Diploma will be hard-earned

Walking across a stage and receiving a diploma is a major accomplishment, but sometimes a student can step onto the wrong path on the way to that stage.

Cassy Hernandez, 18, was one of those students.

When she was attending Cheney High School, things weren’t going well for her at home. She started to skip classes.

The more she skipped, the further behind she fell.

Finally, two weeks into her sophomore year, she dropped out of school.

In her family, this wasn’t a first. Her mother had dropped out in the ninth grade; her father, in the 10th; and her grandfather, in the eighth.

Hernandez moved from house to house, staying with friends when she could. But that grew old after a while.

After watching television all day, she would meet up with her friends from school, but she found she had less and less in common with them. They would talk about things going on at school, and she knew she had nothing to do with that anymore.

Soon, she lost her friends. And she realized she wasn’t going anywhere with her life and wanted to make a change.

Hernandez had heard about Three Springs High School while at Cheney High and enrolled.
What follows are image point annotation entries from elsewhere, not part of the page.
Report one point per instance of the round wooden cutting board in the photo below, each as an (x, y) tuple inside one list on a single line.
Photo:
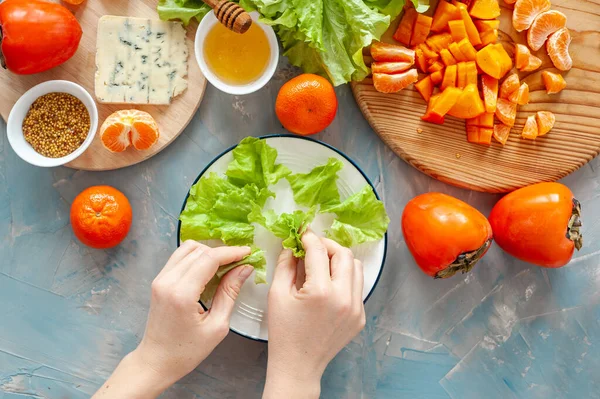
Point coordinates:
[(442, 151), (81, 69)]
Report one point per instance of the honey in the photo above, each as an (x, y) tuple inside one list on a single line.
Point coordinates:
[(237, 59)]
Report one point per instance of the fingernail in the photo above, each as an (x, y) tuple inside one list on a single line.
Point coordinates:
[(246, 272)]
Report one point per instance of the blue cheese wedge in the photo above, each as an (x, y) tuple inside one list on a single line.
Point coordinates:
[(140, 61)]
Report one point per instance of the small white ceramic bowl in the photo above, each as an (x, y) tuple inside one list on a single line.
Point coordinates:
[(205, 26), (19, 111)]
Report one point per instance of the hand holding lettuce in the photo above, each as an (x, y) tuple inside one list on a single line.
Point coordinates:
[(325, 37)]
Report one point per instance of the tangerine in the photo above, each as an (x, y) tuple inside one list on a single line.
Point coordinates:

Students who attend Three Springs, operated by the Cheney School District, go only one day a week. They come up with a personal learning plan with their teachers and parents and are required to complete three courses during a six- to seven-week term.

It was what Hernandez was looking for.

“The teachers are so helpful and open,” she said. “They were my main inspiration.”

But it still wasn’t easy.

At one point, Hernandez discovered she had enough credits to be a sophomore, but she was old enough to be a senior. To catch up, she took an accelerated class through Educational Service District 101.

It got even tougher when she discovered she was pregnant.

Hernandez started missing classes again, and one of her teachers, Lisa Staub, kept calling her to try to persuade her to keep going to school.

Not an easy task, because Hernandez lives on Spokane’s North Side and her school is in Cheney. She must take two buses to get to school and two more to get home.

But now, Hernandez tries to go to school more than once a week. She will graduate on time and will be the first person in her family to earn a diploma.

“I got my friends back; I got my life back,” she says.

That life soon will include being a mother.

On July 5, Hernandez is expecting a boy. She plans to name him James Elias – with her boyfriend and roommate, Tyler Windham, 19.

“He’s just so excited, focused on getting me to graduate,” she says of Windham.

Now that she is getting her diploma, Hernandez has her future planned.

She will spend the next year with her new son. After that, she wants to attend Spokane Falls Community College to get an associate’s degree, then Eastern Washington University to study recreational therapy.

Hernandez says she looks forward to supporting her family and gaining independence.

“Having no education makes it really hard to get a good job,” she said.

It’s a lesson she looks forward to passing down to her son.

Most of all, Hernandez carries a sense of accomplishment. She says she heard a statistic that only one in four pregnant teenagers graduates from high school.

“I am very proud,” she says. “I worked so hard to get where I am now.”